June Poems
May was spent mostly taking notes on phenomenology and working on a chapter book, so these poems come from June.
Declaration of Camping: Devil's Lake, 5JUNE2021/1437
When one goes camping with a wife, loved ones, or family,
It should always be kept in mind
That camping is the removal of social structures
and centered on time spent loving what is natural.
With a good time spent on meditation of that first technology--fire.
Apart from that which protects our wild spaces,
There should be no oughta's, mustofs, needto's,
or any other claim to another's pure enjoyment of freedom .
Thoughts on Plastic
I was sitting by the campfire
on a warm afternoon,
Nudging lunch fire logs
To the completion of their combustion.
A long and tedious task,
For those with time and desire to embrace
the warm and smoky tedium.
A member of our party,
meaning no harm,
threw a paper plate and bowl
into the embers -- still smoldering
as I write this down an hour later.
Normal plates of paper tend to burst into flame,
But these vessels of our erstwhile lunch darkened,
and form shifted, and melted; rather than
bursting into flame;
And I realized the omnipresent nature of plastic.
Case in point:
Last week I had a molar removed, which left a small cavern in my upper left-hand jaw,
and a piece of hamburger,
And a piece of hamburger
from a foil meal settled
deeply into the pocket.
With mild consternation,
I tongued it, picked at it with my pinkie, swished beer, wine, and water to wash it away,
And eventually it dislodged leading to a ranscendent freedom from interior oppression--
the demands of a troubling crumb of meat.
Then this morning
I was telling sweet Penny
how to catch a whale with a worm.
Put the worm on the hook,
and catch a minnow.
Put the minnow on the hook
and catch a barracuda;
put the barracuda on a hook,
and catch a whale.
Only here did I correct my awful science,
realizing that whales eat krill and plankton,
sifting it in their remarkable baleen.
Then I thought of the island of microplastics,
the size of Texas,
and the billions of plastic pellets that coat Malaysia's shores,
and I thought of the hamburger in my toothhole,
and the plastic in the whale's baleen.
And even though it is a potential problem now
rather than a known actuality--
Humans-- the wisdom toting beasts, should see to it that they reduce
chance hazards four our fellow creatures,
rather than leave the campsite a booby-trapped mess.
Hiakuish
Sitting in the woods,
Gourd pierced by phantom arrow
Launched centuries ago.
Hail Mary for a Turtle
It was impressed upon me, in my youth,
that the appropriate response to the call of a siren
--whether ambulance, fire truck, or police--
is to say a "Hail Mary,"
Because, in today's parlance,
somebody somewhere is having a bad day.
So, I pray.
--a knee-jerk reaction, but sincere.
Thus, today, driving downtown on the great river road,
I slowed past the remains of a broken turtle.

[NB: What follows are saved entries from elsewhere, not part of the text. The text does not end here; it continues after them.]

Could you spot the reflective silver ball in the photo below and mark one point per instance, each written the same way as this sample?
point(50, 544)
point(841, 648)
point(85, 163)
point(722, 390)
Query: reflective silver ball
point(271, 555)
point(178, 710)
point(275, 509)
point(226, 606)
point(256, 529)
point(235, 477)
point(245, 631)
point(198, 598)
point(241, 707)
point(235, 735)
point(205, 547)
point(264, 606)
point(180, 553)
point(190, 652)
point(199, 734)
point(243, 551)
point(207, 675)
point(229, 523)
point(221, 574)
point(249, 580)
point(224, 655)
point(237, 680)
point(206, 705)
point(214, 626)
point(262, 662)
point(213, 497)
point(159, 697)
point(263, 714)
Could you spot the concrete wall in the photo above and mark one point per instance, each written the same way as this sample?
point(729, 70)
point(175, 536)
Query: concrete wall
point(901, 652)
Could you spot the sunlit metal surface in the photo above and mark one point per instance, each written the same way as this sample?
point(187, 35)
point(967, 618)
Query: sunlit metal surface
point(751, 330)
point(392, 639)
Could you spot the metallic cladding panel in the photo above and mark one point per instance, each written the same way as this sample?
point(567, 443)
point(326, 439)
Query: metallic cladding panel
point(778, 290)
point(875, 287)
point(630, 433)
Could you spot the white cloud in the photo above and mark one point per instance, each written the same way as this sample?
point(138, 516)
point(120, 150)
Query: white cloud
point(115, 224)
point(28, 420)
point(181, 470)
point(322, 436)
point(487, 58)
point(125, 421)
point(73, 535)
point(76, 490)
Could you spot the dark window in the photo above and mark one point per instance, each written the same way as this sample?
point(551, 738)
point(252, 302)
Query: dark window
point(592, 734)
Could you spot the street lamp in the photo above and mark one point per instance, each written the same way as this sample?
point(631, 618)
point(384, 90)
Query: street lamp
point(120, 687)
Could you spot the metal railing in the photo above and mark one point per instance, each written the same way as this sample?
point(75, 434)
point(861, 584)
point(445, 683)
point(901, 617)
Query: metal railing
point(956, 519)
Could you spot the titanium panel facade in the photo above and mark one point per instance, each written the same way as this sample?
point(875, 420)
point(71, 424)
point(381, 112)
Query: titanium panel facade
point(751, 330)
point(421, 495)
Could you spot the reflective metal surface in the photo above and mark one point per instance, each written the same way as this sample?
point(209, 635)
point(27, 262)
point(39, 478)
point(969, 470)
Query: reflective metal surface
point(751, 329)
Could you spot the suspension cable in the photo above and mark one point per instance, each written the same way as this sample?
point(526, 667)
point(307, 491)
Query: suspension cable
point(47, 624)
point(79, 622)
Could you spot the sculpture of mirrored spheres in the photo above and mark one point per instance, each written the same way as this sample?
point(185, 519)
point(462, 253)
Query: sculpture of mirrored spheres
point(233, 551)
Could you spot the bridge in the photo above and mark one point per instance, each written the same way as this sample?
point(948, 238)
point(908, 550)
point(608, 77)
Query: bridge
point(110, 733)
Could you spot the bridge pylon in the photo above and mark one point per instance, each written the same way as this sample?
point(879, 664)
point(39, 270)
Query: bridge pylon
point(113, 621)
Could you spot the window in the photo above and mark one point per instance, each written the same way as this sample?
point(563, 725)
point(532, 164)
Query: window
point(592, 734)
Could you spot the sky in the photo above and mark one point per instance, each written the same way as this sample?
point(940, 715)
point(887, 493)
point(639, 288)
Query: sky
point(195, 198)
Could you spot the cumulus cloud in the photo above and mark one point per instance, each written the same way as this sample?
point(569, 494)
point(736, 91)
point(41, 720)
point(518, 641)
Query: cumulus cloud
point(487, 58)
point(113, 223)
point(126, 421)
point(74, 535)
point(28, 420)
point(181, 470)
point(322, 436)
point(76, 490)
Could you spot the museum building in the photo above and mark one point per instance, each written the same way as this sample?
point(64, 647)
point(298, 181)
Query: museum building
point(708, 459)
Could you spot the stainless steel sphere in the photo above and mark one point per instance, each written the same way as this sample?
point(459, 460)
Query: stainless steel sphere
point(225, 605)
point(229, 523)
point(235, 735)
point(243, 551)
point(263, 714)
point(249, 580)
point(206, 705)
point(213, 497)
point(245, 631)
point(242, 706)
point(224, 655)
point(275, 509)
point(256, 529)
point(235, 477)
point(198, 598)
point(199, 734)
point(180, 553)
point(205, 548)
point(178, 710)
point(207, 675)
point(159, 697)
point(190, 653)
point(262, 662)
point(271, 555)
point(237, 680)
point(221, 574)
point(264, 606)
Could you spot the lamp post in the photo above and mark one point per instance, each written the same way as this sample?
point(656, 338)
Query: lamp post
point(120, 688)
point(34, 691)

The "Hail Mary" found its way out,
but I stopped up short,
realizing that the turtle had no cause for grace,
having not descended from the poisoned fruit eaters.
And so, old turtle,
when sirens sing for me, one last time,
I'll meet you as you are your fuller self,
and look at the cracks in your shell,
cracks of a part that didn't last.
In the Garden
A bird chirps in an elm
answered by two birds in a cedar.
Sadie, who was whining on the porch,
is now sprawled on a warm sun lawn.
Two lads pass by;
One repeats the phrase "gaming strategy" twice in the time it takes the two to pass our garden frontage.
Two parents and a pre-ambulator: too quiet to hear more than a murmur.
Of course, there are less natural sounds:
--the factories on the riverfront,
--the basslines of a radio,
--car wheels whirring down 44th Avenue.
--the ubiquitous blare of a Harley, blowing open its pipes.
Seven sparrows flee the elm's wide arms;
one chirps anon, unanswered,
and who am I to say what is natural?
A Harley blats off, and I say, "I am."